Two children appeared one day in the village of Woolpit, England in the 1100s. A boy and girl claiming to be siblings were totally normal, apart from having green skin. They spoke their own language and refused to eat anything other than green beans. Once they began eating other food they lost their green color, but the boy got sick and died after being baptized. The girl, once she learned English, explained that she and her brother came from St. Martin's Land, an underground place where everyone was green.
Sounds like a folk tale to me!
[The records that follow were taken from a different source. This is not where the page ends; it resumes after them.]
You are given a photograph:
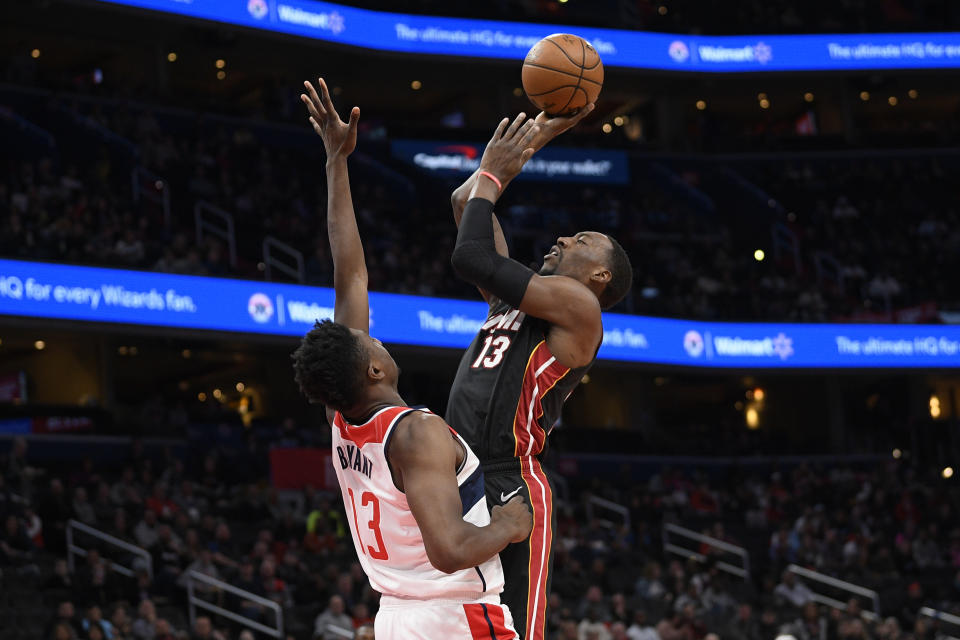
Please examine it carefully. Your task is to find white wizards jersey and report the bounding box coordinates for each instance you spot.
[331,405,505,601]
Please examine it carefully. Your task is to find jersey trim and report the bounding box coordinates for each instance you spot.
[464,603,514,640]
[510,341,571,457]
[336,406,412,449]
[520,456,553,640]
[458,465,486,517]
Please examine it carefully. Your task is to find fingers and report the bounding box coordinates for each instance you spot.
[308,116,322,136]
[317,77,337,116]
[347,106,360,129]
[518,120,539,148]
[506,495,526,505]
[302,81,326,118]
[571,102,596,124]
[491,117,510,142]
[503,112,527,140]
[301,94,324,125]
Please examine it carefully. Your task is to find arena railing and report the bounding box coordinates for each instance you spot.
[785,564,880,620]
[66,519,153,579]
[586,495,630,531]
[919,607,960,638]
[186,569,284,639]
[194,201,238,268]
[263,236,305,283]
[662,523,750,580]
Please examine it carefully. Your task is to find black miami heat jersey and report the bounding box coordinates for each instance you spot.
[446,299,594,462]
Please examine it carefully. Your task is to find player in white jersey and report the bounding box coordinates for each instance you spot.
[292,78,532,639]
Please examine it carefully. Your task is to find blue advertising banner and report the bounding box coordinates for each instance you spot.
[1,259,959,368]
[391,140,629,185]
[92,0,960,73]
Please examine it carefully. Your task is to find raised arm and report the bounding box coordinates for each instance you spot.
[450,106,596,304]
[301,78,367,332]
[388,412,532,573]
[450,114,602,368]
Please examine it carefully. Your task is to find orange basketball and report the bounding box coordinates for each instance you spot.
[522,33,604,117]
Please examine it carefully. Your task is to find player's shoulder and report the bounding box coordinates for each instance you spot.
[388,411,452,458]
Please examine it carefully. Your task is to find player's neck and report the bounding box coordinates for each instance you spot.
[343,391,406,424]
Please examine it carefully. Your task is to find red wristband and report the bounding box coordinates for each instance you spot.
[479,170,503,192]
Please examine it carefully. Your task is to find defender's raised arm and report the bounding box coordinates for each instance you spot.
[301,78,367,333]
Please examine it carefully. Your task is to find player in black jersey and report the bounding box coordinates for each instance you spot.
[446,111,633,640]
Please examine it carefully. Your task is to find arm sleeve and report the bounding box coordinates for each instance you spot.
[450,198,534,308]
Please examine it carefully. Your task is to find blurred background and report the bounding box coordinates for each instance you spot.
[1,1,959,639]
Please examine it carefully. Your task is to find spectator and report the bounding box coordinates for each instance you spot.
[48,601,82,639]
[154,619,175,640]
[72,487,96,525]
[38,478,72,552]
[354,625,374,640]
[726,603,761,640]
[351,602,374,629]
[912,529,942,568]
[0,513,35,566]
[134,510,160,549]
[579,620,612,640]
[74,549,113,606]
[110,604,133,640]
[190,616,224,640]
[146,483,179,521]
[131,599,158,640]
[178,548,219,594]
[627,610,659,640]
[81,606,114,640]
[774,571,814,609]
[658,609,695,640]
[50,622,79,640]
[44,558,74,591]
[314,595,353,640]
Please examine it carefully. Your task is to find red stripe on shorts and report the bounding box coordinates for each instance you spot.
[464,603,494,639]
[520,456,553,640]
[486,604,518,639]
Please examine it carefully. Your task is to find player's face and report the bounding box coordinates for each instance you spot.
[351,329,401,388]
[540,231,612,282]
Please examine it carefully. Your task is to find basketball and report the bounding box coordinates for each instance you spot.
[522,33,604,116]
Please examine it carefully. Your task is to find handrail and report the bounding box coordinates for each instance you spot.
[919,607,960,630]
[807,594,879,623]
[194,201,238,268]
[586,495,630,529]
[186,570,283,639]
[662,523,750,580]
[785,564,880,616]
[263,235,305,283]
[66,519,153,579]
[131,167,172,228]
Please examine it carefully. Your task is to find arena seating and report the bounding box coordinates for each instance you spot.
[2,85,957,323]
[2,429,958,639]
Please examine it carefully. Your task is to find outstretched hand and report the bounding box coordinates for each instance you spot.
[301,78,359,161]
[530,102,595,152]
[478,113,540,184]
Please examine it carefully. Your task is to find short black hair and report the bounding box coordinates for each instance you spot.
[598,235,633,310]
[291,320,368,410]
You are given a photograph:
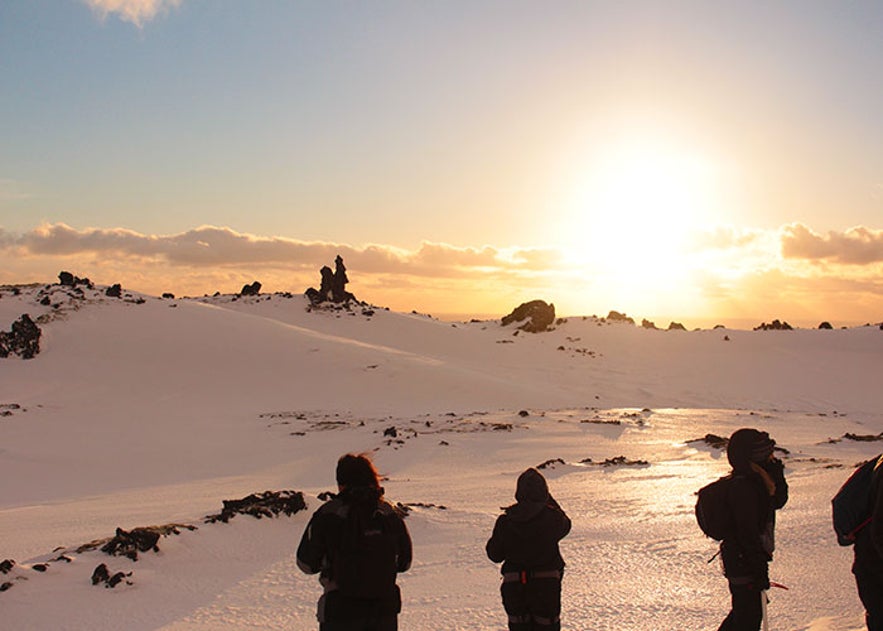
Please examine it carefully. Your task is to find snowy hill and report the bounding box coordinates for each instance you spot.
[1,281,881,630]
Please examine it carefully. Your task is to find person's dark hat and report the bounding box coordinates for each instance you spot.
[515,468,550,504]
[727,428,775,470]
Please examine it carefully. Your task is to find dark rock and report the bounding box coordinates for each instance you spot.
[100,527,161,561]
[606,311,634,325]
[91,564,110,585]
[105,284,122,298]
[162,293,175,299]
[91,563,130,588]
[0,559,15,574]
[518,410,530,417]
[58,271,93,289]
[32,564,47,572]
[306,255,357,305]
[240,281,262,296]
[537,458,565,469]
[688,434,729,449]
[40,296,51,306]
[0,582,12,592]
[501,300,556,333]
[754,319,793,331]
[818,321,833,330]
[204,490,307,524]
[383,426,398,438]
[0,314,42,359]
[667,321,687,331]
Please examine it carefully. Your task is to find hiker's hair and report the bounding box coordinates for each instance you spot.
[336,453,381,490]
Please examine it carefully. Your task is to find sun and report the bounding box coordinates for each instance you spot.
[558,137,720,308]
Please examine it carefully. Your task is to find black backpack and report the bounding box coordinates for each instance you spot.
[695,475,736,541]
[333,503,399,599]
[832,454,882,546]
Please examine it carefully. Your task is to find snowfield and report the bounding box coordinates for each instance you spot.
[1,282,881,630]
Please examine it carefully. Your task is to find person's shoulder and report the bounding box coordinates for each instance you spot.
[313,496,348,520]
[377,499,407,520]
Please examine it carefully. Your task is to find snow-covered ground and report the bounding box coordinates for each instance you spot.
[1,282,881,630]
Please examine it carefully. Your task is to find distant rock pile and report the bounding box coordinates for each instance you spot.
[605,310,634,325]
[0,314,41,359]
[502,300,555,333]
[305,255,357,305]
[58,271,93,289]
[240,281,262,296]
[755,319,793,331]
[204,490,307,524]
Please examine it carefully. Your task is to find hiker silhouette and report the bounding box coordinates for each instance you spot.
[297,453,412,631]
[486,467,571,631]
[714,428,788,631]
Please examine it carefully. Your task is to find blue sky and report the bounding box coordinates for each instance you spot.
[1,1,882,324]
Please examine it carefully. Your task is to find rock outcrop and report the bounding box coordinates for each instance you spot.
[305,256,357,305]
[0,314,41,359]
[501,300,555,333]
[240,281,262,296]
[755,319,793,331]
[58,271,93,289]
[606,311,635,325]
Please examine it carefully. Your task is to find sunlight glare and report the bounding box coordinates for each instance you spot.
[561,138,720,304]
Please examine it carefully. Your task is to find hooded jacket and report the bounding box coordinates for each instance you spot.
[297,486,412,620]
[486,468,571,574]
[721,429,788,582]
[854,456,883,574]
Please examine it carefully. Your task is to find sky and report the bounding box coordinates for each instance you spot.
[1,0,882,326]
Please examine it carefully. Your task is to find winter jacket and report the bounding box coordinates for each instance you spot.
[486,469,571,574]
[854,457,883,574]
[720,433,788,586]
[297,487,412,622]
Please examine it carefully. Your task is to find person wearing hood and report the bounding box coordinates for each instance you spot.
[486,467,572,631]
[297,453,412,631]
[852,454,883,631]
[718,428,788,631]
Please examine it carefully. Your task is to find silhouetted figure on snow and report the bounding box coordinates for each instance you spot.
[486,468,571,631]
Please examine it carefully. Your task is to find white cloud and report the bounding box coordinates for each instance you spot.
[84,0,182,27]
[10,223,559,279]
[781,223,883,264]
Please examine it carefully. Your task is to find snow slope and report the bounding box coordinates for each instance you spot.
[1,283,881,630]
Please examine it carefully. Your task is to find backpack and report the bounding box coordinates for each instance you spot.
[695,475,736,541]
[832,454,882,546]
[333,503,399,599]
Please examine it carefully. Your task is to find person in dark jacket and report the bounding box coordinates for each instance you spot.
[297,453,412,631]
[853,455,883,631]
[718,428,788,631]
[486,467,571,631]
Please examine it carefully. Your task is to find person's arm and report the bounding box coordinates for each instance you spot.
[548,495,572,540]
[296,512,327,575]
[871,466,883,558]
[395,515,413,573]
[766,458,788,510]
[486,515,507,563]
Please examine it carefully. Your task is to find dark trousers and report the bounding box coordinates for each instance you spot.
[717,582,763,631]
[319,616,397,631]
[855,565,883,631]
[501,577,562,631]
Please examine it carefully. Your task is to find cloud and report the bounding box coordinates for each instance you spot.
[689,226,762,251]
[10,223,560,280]
[781,223,883,264]
[84,0,182,27]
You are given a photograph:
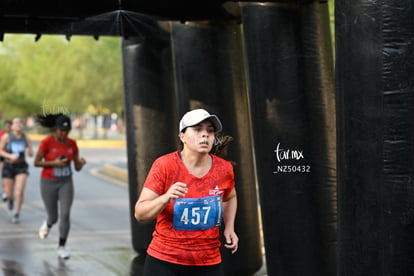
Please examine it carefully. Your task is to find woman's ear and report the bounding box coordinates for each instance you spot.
[178,132,185,143]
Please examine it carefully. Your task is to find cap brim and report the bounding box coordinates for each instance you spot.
[207,115,222,132]
[187,115,222,132]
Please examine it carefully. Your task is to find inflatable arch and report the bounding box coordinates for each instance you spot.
[2,0,413,275]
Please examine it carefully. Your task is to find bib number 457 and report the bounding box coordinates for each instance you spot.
[180,206,211,225]
[173,195,222,231]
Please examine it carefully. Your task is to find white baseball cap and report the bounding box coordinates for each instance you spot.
[179,109,222,133]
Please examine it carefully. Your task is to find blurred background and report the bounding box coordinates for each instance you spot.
[0,35,124,140]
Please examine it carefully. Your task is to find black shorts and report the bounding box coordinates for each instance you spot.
[143,255,224,276]
[2,161,29,178]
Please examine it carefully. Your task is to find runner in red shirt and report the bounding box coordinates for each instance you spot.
[33,113,86,260]
[135,109,238,276]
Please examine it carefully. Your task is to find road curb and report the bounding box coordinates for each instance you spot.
[90,164,128,188]
[28,134,126,148]
[102,164,128,181]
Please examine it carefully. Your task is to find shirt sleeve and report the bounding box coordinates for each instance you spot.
[224,162,235,198]
[143,158,167,195]
[38,136,49,153]
[71,140,79,156]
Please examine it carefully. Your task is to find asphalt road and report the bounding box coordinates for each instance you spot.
[0,143,136,276]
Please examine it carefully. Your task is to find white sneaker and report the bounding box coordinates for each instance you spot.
[38,220,50,240]
[57,246,70,259]
[12,214,19,224]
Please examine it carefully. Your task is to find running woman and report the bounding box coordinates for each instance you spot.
[34,113,86,259]
[0,117,34,223]
[135,108,238,276]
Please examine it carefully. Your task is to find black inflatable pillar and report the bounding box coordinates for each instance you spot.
[336,0,414,275]
[170,21,263,275]
[121,32,176,258]
[241,2,336,276]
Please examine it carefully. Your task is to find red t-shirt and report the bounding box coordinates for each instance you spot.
[144,151,235,266]
[0,130,6,152]
[38,135,79,179]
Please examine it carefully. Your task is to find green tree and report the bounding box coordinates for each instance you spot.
[0,34,123,125]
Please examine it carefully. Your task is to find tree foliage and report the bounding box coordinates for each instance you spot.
[0,34,123,120]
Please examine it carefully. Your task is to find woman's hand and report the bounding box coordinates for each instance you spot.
[223,230,239,254]
[165,182,188,202]
[74,155,86,171]
[7,153,19,163]
[78,157,86,167]
[54,156,68,167]
[135,184,187,222]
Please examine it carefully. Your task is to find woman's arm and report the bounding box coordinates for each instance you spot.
[135,182,188,222]
[26,135,34,157]
[73,152,86,171]
[33,150,67,167]
[222,188,239,253]
[0,134,17,161]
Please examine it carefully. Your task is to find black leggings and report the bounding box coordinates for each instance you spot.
[143,255,224,276]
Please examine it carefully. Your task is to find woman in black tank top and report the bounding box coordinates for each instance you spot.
[0,117,34,223]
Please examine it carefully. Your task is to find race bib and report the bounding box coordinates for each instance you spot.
[173,195,223,231]
[10,141,25,157]
[53,165,72,178]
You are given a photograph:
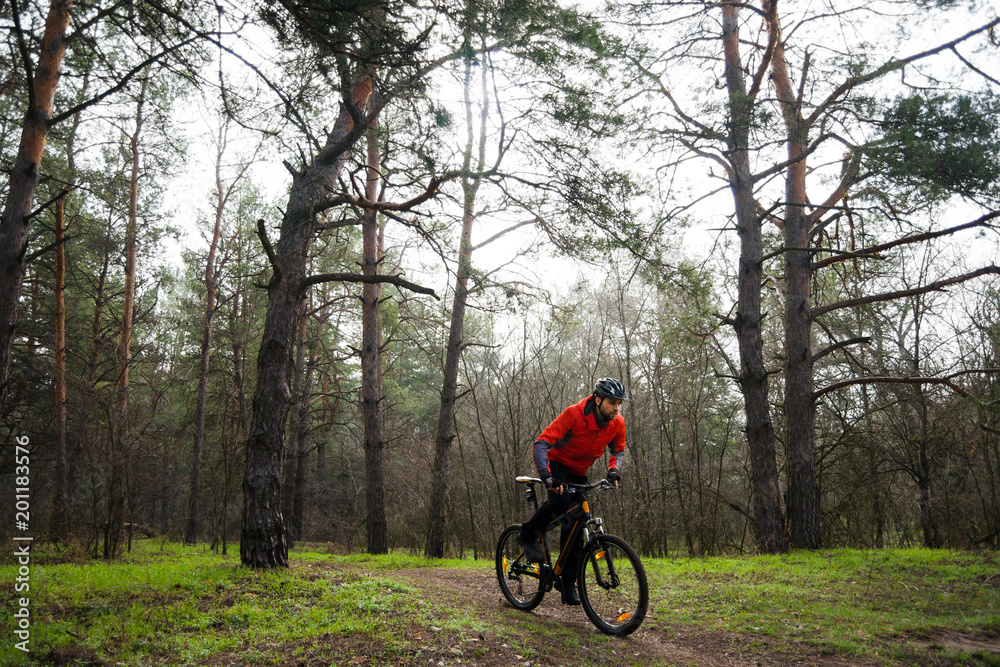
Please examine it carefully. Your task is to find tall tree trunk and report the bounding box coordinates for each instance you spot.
[51,76,85,543]
[669,432,696,556]
[361,122,388,554]
[222,281,247,556]
[317,370,331,492]
[425,48,486,558]
[73,215,112,519]
[906,302,940,547]
[241,78,373,568]
[292,350,315,541]
[0,0,73,418]
[284,299,308,544]
[185,130,227,544]
[87,221,112,384]
[51,188,69,542]
[107,79,146,559]
[766,0,820,548]
[722,3,788,554]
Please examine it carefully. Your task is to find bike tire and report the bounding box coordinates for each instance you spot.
[495,524,546,611]
[577,534,648,636]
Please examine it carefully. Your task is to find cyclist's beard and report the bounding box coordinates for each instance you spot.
[595,399,618,424]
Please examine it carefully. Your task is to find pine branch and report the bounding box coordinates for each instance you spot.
[9,0,35,111]
[50,37,201,125]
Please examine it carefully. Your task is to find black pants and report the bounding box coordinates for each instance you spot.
[520,461,587,577]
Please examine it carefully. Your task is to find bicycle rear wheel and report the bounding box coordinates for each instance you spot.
[578,534,648,635]
[495,524,545,611]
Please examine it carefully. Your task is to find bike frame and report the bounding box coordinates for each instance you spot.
[516,476,608,581]
[499,475,647,636]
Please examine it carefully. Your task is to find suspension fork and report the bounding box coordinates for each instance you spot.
[583,517,620,589]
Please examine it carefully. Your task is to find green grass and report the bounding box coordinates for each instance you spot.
[0,542,425,666]
[1,542,997,666]
[323,548,485,571]
[645,548,1000,661]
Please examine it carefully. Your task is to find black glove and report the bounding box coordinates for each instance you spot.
[606,468,621,485]
[543,475,565,494]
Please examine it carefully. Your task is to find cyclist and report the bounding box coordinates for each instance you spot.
[517,377,627,605]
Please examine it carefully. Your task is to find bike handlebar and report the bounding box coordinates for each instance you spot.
[514,476,615,492]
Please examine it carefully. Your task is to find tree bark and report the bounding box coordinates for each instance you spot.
[51,76,85,543]
[284,299,308,544]
[292,349,315,541]
[106,78,146,559]
[222,257,250,555]
[241,77,373,568]
[51,188,69,542]
[361,122,388,554]
[0,0,73,418]
[317,366,331,493]
[425,46,486,558]
[765,0,820,549]
[722,3,788,554]
[185,130,227,545]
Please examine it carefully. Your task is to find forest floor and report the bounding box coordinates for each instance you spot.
[245,559,999,667]
[5,543,999,667]
[368,563,1000,667]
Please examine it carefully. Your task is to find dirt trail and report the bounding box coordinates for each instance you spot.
[383,566,884,667]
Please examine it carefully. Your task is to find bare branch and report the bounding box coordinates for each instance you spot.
[300,272,439,299]
[751,132,835,185]
[471,218,537,251]
[748,0,779,99]
[813,265,1000,318]
[804,18,1000,131]
[950,46,1000,86]
[814,368,1000,400]
[26,185,75,222]
[255,219,281,283]
[807,152,862,228]
[813,211,1000,270]
[315,217,362,231]
[762,245,879,263]
[316,172,457,216]
[812,336,870,364]
[631,56,723,140]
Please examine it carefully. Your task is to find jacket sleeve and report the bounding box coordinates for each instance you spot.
[532,439,551,478]
[607,421,626,472]
[534,405,576,476]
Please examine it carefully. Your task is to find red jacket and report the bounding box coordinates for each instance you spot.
[534,395,626,477]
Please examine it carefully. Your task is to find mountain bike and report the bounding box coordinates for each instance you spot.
[495,476,648,636]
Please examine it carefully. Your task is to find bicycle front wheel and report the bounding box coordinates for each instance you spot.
[495,524,545,611]
[578,534,648,636]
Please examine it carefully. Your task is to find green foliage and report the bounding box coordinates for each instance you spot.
[258,0,433,73]
[863,93,1000,205]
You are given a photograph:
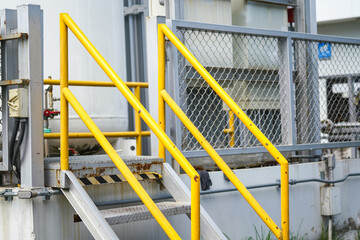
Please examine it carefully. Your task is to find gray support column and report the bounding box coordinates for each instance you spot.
[278,37,296,146]
[146,16,165,157]
[17,5,44,187]
[0,9,18,171]
[295,0,321,160]
[165,0,184,20]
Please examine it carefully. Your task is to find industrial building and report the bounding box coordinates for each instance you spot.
[0,0,359,239]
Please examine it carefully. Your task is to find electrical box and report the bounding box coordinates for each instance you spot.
[8,88,28,118]
[320,186,341,216]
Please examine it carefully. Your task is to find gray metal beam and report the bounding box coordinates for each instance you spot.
[61,170,119,240]
[17,4,44,187]
[146,16,165,156]
[0,9,18,171]
[161,162,227,240]
[124,4,147,16]
[182,141,360,158]
[170,20,360,45]
[249,0,297,7]
[278,37,296,145]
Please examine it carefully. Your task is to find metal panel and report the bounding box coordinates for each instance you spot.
[17,5,44,187]
[0,9,18,171]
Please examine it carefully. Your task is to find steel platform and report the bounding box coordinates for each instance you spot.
[44,154,163,187]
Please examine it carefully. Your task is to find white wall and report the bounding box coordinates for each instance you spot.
[317,0,360,23]
[0,1,129,151]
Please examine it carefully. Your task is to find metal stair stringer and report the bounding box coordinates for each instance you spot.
[161,163,227,240]
[61,170,119,240]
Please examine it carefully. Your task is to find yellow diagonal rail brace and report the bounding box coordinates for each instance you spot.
[160,90,282,238]
[60,13,200,240]
[159,24,289,240]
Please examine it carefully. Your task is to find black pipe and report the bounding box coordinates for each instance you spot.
[9,118,20,164]
[12,118,27,180]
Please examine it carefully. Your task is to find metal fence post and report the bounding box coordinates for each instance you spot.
[278,37,296,146]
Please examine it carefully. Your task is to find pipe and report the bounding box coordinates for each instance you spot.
[0,188,62,199]
[93,172,360,206]
[9,118,20,163]
[12,118,27,181]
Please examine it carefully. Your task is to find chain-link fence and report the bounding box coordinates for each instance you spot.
[294,40,360,144]
[172,24,360,153]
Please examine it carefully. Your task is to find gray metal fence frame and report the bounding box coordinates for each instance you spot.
[166,19,360,158]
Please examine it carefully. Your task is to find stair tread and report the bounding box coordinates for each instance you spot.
[100,201,191,225]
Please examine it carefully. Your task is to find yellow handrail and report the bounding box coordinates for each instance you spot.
[44,131,150,139]
[160,90,282,238]
[44,79,149,88]
[63,87,180,239]
[60,13,200,240]
[44,79,148,154]
[158,24,289,240]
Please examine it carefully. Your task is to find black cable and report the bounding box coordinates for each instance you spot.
[12,118,27,181]
[9,118,20,164]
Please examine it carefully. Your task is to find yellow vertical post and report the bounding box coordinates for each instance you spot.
[60,14,69,170]
[158,26,166,161]
[229,111,235,147]
[281,164,289,240]
[191,178,201,240]
[135,86,142,155]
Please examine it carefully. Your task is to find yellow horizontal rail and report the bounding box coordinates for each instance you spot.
[159,23,289,240]
[160,90,282,238]
[44,131,150,139]
[62,87,180,239]
[44,79,148,88]
[61,13,200,240]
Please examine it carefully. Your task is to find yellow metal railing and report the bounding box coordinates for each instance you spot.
[59,14,200,240]
[43,79,149,156]
[158,24,289,240]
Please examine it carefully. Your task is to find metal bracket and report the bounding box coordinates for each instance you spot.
[0,32,28,41]
[249,0,297,6]
[4,189,14,201]
[124,4,147,16]
[0,79,29,86]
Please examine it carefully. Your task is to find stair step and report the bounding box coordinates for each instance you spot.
[45,154,163,187]
[97,201,190,225]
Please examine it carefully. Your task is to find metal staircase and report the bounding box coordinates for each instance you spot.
[52,13,289,240]
[46,155,226,240]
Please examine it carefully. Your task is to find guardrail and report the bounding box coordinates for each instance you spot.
[43,79,149,155]
[169,20,360,158]
[158,24,289,239]
[59,13,200,240]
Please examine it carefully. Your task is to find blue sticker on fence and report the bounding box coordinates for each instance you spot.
[318,42,331,59]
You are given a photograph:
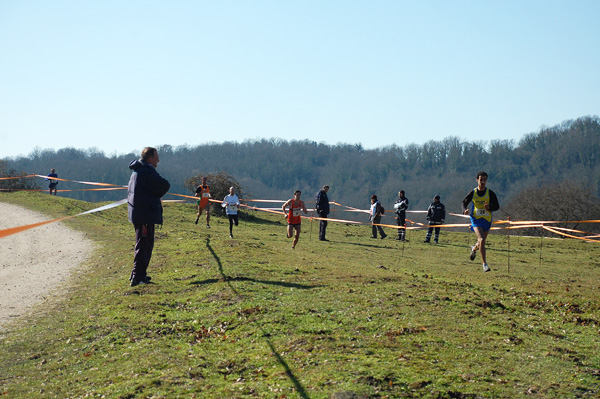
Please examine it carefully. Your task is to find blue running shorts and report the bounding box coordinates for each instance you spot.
[470,217,492,232]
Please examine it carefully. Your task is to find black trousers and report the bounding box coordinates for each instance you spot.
[426,225,441,241]
[228,214,239,233]
[397,212,406,239]
[318,211,328,239]
[131,223,155,280]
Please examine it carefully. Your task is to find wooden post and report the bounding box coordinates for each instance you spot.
[507,217,511,274]
[402,227,406,258]
[539,224,544,268]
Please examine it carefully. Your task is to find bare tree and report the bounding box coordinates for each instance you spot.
[505,180,600,236]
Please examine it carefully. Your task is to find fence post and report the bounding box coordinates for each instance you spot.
[507,217,511,274]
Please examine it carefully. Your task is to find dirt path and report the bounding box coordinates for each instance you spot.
[0,202,93,330]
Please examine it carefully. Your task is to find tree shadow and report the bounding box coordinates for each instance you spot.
[202,237,312,398]
[202,237,322,290]
[341,240,391,249]
[191,276,321,289]
[244,213,284,226]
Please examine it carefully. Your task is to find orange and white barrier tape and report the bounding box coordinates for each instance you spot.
[0,199,127,239]
[3,174,600,242]
[0,174,37,180]
[33,174,124,187]
[542,225,600,243]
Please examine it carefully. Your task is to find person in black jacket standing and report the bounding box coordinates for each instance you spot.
[393,190,409,241]
[127,147,171,287]
[315,185,330,241]
[424,195,445,243]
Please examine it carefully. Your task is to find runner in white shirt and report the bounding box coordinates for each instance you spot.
[222,186,240,238]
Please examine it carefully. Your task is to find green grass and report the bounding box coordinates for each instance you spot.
[1,192,599,398]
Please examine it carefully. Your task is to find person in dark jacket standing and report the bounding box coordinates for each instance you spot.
[393,190,409,241]
[424,195,445,243]
[315,185,330,241]
[127,147,171,287]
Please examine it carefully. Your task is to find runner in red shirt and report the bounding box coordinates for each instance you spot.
[194,176,211,228]
[282,190,308,249]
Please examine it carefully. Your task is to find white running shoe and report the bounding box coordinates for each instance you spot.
[470,246,477,261]
[482,263,490,272]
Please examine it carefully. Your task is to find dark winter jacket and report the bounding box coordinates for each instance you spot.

But Wikipedia has some explanations if it turned out to be true:
Quote
Many Flemish immigrants arrived in eastern England during the 12th century, and they were persecuted after Henry II became king in 1154; a large number of them were killed near Bury St Edmunds in 1173. Paul Harris has suggested that the green children's Flemish parents perished during a period of civil strife and that the children may have come from the village of Fornham St Martin, slightly to the north of Bury St Edmunds, where a settlement of Flemish fullers existed at that time. They may have fled and ultimately wandered to Woolpit. Disoriented, bewildered, and dressed in unfamiliar Flemish clothes, the children would have presented a very strange spectacle to the Woolpit villagers.[23] The children's colour could be explained by green sickness, the result of a dietary deficiency.[1] Brian Haughton considers Harris's explanation to be plausible, and the one most widely accepted,[24] although not without its difficulties. For instance, he suggests it is unlikely that an educated local man like Richard de Calne would not have recognised the language spoken by the children as being Flemish.